Scarpazza Cristina, Zangrossi Andrea
Department of General Psychology, University of Padova, Padova, Italy; IRCCS S.Camillo Hospital, Venezia, Italy.
Department of General Psychology, University of Padova, Padova, Italy; Padova Neuroscience Center (PNC), University of Padova, Padova, Italy.
Int J Law Psychiatry. 2025 May-Jun;100:102082. doi: 10.1016/j.ijlp.2025.102082. Epub 2025 Feb 17.
The formulation of a scientific opinion on whether the individual who committed a crime should be held responsible for his/her actions or should be considered not responsible by reason of insanity is very difficult. Indeed, forensic psychopathological decision on insanity is highly prone to errors and is affected by human cognitive biases, resulting in low inter-rater reliability. In this context, artificial intelligence can be extremely useful to improve the inter-subjectivity of insanity evaluation. In this paper, we discuss the possible applications of artificial intelligence in this field as well as the challenges and pitfalls that hamper the effective implementation of AI in insanity evaluation. In particular, thus far, it is possible to apply only supervised algorithms without knowing which is the ground truth and which data should be used to train and test the algorithms. In addition, it is not known which percentage of accuracy of the algorithms is sufficient to support partial or total insanity, nor which are the boundaries between sanity and partial or total insanity. Finally, ethical aspects have not been sufficiently investigated. We conclude that these pitfalls should be resolved before AI can be safely and reliably applied in criminal trials.

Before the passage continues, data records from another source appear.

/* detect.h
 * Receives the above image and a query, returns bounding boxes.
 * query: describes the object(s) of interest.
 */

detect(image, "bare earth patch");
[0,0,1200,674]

就是否应对犯罪个体的行为追究其责任,或因精神错乱而认定其不负责任形成科学意见是非常困难的。事实上,关于精神错乱的法医精神病理学判定极易出错,且受人类认知偏差影响,导致评估者间信度较低。在此背景下,人工智能对于提高精神错乱评估的主体间性可能极为有用。在本文中,我们讨论了人工智能在该领域的可能应用,以及妨碍人工智能在精神错乱评估中有效实施的挑战与陷阱。特别是,到目前为止,仅能应用监督算法,却不知道何为基本事实,以及应使用哪些数据来训练和测试算法。此外,也不清楚算法的准确率达到多少才足以支持部分或完全精神错乱的判定,以及正常与部分或完全精神错乱之间的界限在哪里。最后,伦理方面尚未得到充分研究。我们得出结论,在人工智能能够安全可靠地应用于刑事审判之前,这些陷阱必须得到解决。